Here -- from another column -- you can see how Thompson turns a piece on the unworthiness of the XFL and its lousy TV ratings to more serious account.
The doomed league's TV ratings slipped another 25 percent for the weekend -- down 71 percent in the four quick weeks since Opening Day -- and that steep a slide is fatal.
If the Dow Jones Index plunged that many points in four weeks, the sidewalks of Wall Street would be littered with the broken bodies of Stockbrokers. Five-hundred people a day would be leaping to their deaths off the Golden Gate bridge.

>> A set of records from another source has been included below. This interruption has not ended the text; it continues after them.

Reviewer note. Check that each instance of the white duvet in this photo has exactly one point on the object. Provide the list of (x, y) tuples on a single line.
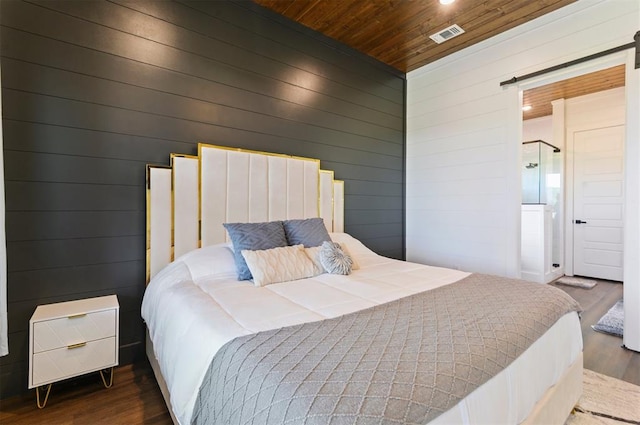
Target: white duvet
[(195, 305)]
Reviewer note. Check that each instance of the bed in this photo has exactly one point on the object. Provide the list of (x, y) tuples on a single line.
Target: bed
[(196, 310)]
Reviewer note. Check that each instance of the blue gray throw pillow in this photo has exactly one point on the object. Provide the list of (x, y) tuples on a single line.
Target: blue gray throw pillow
[(253, 236), (309, 232), (334, 260)]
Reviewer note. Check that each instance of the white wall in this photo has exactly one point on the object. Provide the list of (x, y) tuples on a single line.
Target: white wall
[(464, 133), (538, 129), (463, 142)]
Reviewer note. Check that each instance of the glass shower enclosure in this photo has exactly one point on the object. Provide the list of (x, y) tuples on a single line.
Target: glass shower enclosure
[(541, 210)]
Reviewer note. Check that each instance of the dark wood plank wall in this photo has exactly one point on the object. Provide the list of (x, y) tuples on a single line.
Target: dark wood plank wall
[(93, 91)]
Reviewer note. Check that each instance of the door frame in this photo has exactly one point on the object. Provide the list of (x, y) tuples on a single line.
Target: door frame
[(560, 139), (631, 270), (569, 187)]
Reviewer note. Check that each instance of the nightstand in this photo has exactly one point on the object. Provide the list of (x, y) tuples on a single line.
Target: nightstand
[(73, 338)]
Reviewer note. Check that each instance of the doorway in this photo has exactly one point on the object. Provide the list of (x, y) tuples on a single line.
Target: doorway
[(589, 128), (598, 202)]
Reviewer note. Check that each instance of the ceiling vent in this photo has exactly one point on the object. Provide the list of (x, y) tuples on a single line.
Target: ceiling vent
[(446, 34)]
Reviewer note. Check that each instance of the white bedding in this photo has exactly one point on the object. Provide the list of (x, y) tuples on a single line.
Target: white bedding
[(195, 305)]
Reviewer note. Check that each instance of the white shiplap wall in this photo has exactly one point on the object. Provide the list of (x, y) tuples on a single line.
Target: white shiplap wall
[(463, 143), (463, 174)]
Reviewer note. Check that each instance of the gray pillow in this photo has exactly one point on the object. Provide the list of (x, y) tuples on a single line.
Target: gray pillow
[(253, 236), (334, 260), (309, 232)]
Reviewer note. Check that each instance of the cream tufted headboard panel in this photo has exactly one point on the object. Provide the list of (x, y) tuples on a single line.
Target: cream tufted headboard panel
[(188, 201)]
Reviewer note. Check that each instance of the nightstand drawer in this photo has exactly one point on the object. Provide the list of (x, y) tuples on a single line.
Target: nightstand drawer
[(54, 365), (59, 333)]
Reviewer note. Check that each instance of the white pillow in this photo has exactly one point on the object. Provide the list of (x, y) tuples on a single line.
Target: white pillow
[(314, 254), (279, 264), (334, 260), (210, 261)]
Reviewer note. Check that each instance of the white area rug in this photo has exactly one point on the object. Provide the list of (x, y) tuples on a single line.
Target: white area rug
[(580, 282), (606, 401)]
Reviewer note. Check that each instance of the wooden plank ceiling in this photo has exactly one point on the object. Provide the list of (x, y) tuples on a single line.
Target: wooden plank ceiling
[(397, 32), (540, 98)]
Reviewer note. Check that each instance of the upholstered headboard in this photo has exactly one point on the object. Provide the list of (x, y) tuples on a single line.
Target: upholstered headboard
[(188, 201)]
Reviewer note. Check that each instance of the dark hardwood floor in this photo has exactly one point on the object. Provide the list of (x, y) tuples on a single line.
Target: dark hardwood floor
[(135, 397), (604, 353)]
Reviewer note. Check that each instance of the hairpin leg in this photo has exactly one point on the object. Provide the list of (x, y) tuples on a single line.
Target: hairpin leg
[(104, 381), (46, 397)]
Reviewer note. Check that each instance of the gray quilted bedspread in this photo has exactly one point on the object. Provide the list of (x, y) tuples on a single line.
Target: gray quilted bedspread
[(404, 362)]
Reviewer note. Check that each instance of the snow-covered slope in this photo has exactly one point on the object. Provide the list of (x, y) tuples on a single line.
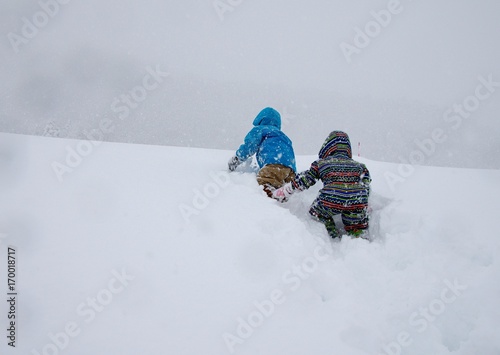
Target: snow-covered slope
[(134, 249)]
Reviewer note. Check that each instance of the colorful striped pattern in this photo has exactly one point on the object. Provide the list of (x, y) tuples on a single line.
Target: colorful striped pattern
[(346, 184)]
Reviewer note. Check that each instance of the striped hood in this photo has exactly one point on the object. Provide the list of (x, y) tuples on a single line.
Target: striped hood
[(336, 145)]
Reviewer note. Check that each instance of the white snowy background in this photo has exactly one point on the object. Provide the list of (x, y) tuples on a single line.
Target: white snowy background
[(154, 248)]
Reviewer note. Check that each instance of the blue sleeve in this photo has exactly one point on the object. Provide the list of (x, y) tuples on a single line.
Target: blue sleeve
[(250, 145)]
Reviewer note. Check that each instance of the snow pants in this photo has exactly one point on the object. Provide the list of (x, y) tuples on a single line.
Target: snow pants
[(273, 176), (353, 209)]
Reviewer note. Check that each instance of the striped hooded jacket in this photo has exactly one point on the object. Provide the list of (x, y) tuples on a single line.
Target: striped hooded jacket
[(346, 181)]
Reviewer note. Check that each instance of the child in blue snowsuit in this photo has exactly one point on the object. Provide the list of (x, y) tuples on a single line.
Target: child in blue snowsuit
[(273, 150), (346, 187)]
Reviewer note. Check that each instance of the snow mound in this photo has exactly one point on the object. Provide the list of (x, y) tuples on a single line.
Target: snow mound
[(134, 249)]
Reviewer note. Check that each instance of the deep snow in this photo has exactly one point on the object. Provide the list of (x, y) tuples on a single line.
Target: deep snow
[(65, 76), (158, 250)]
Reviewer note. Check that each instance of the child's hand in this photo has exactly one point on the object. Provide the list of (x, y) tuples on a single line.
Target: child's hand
[(283, 192), (233, 163)]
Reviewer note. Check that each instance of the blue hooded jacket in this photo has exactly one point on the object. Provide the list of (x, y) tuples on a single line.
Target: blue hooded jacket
[(267, 141)]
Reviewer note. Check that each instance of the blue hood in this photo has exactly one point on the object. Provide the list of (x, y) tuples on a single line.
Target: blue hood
[(268, 117)]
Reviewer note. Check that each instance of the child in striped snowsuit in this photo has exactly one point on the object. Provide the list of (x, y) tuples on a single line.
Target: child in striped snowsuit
[(345, 191)]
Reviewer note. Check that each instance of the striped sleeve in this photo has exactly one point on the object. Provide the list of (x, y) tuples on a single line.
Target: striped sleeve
[(306, 179), (365, 177)]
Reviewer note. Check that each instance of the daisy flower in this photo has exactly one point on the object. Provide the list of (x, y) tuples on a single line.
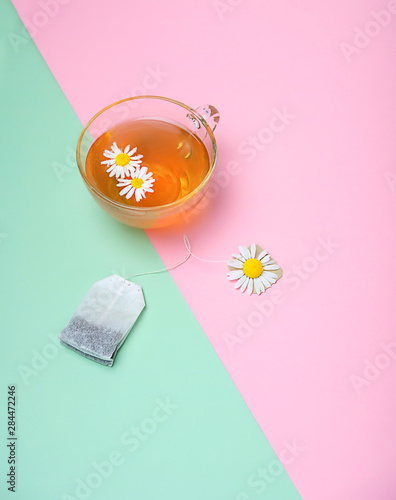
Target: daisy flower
[(254, 269), (140, 183), (121, 163)]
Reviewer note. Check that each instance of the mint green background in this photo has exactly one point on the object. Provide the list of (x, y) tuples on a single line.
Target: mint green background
[(54, 243)]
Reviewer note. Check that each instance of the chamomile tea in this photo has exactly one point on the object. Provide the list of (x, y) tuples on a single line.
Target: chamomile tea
[(147, 163)]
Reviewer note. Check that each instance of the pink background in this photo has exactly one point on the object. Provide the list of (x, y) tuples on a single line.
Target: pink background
[(323, 176)]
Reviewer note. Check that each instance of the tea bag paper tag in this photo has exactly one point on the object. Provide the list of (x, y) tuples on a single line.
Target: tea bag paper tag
[(103, 319)]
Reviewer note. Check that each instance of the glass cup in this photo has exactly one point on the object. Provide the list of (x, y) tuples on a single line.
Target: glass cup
[(201, 122)]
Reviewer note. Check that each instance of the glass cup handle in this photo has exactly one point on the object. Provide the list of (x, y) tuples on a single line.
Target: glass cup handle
[(209, 113)]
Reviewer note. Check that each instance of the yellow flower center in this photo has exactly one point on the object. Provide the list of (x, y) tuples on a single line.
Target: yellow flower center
[(122, 159), (137, 183), (253, 268)]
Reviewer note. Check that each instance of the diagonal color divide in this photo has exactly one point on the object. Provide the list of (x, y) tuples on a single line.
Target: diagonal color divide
[(166, 421), (305, 139)]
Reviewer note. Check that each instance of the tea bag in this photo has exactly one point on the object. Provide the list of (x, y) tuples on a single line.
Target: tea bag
[(103, 319)]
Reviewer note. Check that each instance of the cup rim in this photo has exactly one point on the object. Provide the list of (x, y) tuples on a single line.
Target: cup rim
[(147, 210)]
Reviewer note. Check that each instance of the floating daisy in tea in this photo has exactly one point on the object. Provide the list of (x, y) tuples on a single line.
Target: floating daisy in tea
[(121, 163), (254, 269), (139, 183)]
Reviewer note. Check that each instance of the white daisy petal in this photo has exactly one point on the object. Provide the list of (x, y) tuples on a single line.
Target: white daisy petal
[(241, 281), (125, 190), (262, 254), (244, 252), (245, 284), (265, 259), (257, 285), (235, 275), (130, 193), (235, 263)]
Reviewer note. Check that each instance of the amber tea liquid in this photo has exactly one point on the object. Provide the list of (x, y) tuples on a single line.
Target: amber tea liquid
[(178, 160)]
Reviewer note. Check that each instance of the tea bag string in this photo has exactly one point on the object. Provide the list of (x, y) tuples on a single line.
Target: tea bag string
[(190, 254)]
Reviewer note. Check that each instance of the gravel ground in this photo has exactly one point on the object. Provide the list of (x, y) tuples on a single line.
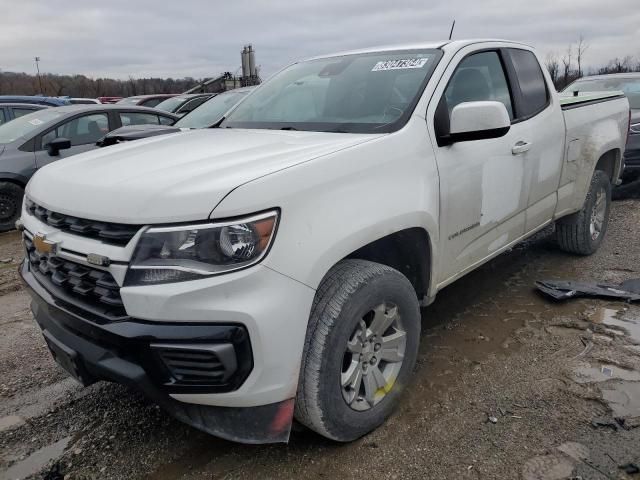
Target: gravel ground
[(508, 385)]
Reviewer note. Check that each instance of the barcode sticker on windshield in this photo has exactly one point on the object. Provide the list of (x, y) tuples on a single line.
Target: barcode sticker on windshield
[(400, 64)]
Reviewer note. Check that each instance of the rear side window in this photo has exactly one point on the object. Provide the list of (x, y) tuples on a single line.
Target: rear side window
[(134, 118), (479, 77), (152, 102), (81, 131), (533, 87)]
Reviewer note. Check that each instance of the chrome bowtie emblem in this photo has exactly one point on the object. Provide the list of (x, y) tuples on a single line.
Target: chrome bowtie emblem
[(44, 246), (99, 260)]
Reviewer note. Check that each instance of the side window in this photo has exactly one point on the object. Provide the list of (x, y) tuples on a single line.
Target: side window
[(18, 112), (533, 87), (479, 77), (135, 118), (81, 131), (48, 137)]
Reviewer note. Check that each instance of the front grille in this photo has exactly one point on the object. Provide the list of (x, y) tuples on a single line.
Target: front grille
[(114, 233), (90, 289), (198, 364)]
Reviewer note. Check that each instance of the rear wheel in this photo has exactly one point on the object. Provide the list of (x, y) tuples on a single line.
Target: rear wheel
[(10, 205), (583, 232), (360, 350)]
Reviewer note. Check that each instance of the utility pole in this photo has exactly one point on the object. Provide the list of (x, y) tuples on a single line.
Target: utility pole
[(37, 59)]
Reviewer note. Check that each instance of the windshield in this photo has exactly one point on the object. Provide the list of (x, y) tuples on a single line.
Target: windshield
[(171, 104), (361, 93), (211, 111), (630, 86), (21, 127), (129, 101)]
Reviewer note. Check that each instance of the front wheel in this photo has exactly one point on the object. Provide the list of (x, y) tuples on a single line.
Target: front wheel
[(360, 350), (10, 205), (583, 232)]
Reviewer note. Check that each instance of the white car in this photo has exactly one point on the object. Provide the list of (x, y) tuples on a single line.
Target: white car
[(275, 266)]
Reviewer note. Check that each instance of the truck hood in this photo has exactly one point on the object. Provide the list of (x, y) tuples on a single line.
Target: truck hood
[(174, 178)]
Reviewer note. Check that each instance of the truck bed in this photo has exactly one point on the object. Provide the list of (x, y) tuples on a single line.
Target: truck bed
[(594, 124)]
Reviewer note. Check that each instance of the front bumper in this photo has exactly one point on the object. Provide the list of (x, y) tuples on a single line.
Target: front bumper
[(120, 352)]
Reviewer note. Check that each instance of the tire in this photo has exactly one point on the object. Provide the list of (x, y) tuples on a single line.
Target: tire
[(10, 205), (353, 292), (579, 233)]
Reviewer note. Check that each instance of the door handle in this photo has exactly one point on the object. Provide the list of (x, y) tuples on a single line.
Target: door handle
[(520, 147)]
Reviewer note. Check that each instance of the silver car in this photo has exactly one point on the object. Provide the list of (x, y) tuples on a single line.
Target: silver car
[(36, 139)]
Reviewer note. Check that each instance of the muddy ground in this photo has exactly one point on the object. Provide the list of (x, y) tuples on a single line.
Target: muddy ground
[(508, 385)]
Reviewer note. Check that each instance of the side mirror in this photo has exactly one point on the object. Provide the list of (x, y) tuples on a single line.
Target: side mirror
[(478, 121), (58, 144)]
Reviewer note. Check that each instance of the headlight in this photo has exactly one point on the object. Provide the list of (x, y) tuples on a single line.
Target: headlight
[(189, 252)]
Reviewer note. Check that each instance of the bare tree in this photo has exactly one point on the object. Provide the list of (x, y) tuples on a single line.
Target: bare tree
[(581, 49), (566, 63), (553, 66)]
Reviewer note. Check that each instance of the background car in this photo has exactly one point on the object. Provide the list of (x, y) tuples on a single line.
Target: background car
[(629, 83), (34, 99), (10, 111), (146, 100), (205, 116), (39, 138), (183, 104), (109, 99)]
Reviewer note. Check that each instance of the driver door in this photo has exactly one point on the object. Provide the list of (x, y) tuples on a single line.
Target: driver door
[(83, 132), (484, 184)]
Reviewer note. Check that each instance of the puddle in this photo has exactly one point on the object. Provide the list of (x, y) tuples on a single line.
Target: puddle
[(36, 461), (10, 421), (623, 398), (589, 374), (610, 318)]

The horrible reality of suddenly being stone broke and homeless is more than most people in this country can handle. They will literally seize up and go mad. Your everyday Nervous Breakdown is nothing compared to the hopeless Craziness of a man who woke up in the morning as a Prince and went to bed as a Toad.
That is a guaranteed overweening shock to the Central Nervous System; if you don't go insane from suddenly having to see everything in the world from a point only two inches high, your brain will be churned into cream by having to crawl, head-first, with your eyes open, down a muddy hole in the ground, just to have a place to sleep.
Nobody could handle a situation like That. It is Unacceptable. It is worse than any dream that ever happened in the worst and most tortured hallucinations ever suffered by the most pitiful LSD victim. ... I spent a lot of time with Allen Ginsberg, and I have swapped gruesome tales over whiskey at night with William Burroughs, and neither one of them ever even mentioned a vision so horrible as being instantly changed from a rich and powerful human like Donald Trump into a common leaping toad.
And here, too, you can see in hindsight a gonzo premonition of suicide. It is Thompson writing about himself but also about all of us in a steep, perhaps fatal slide, and a nation's seizure of madness.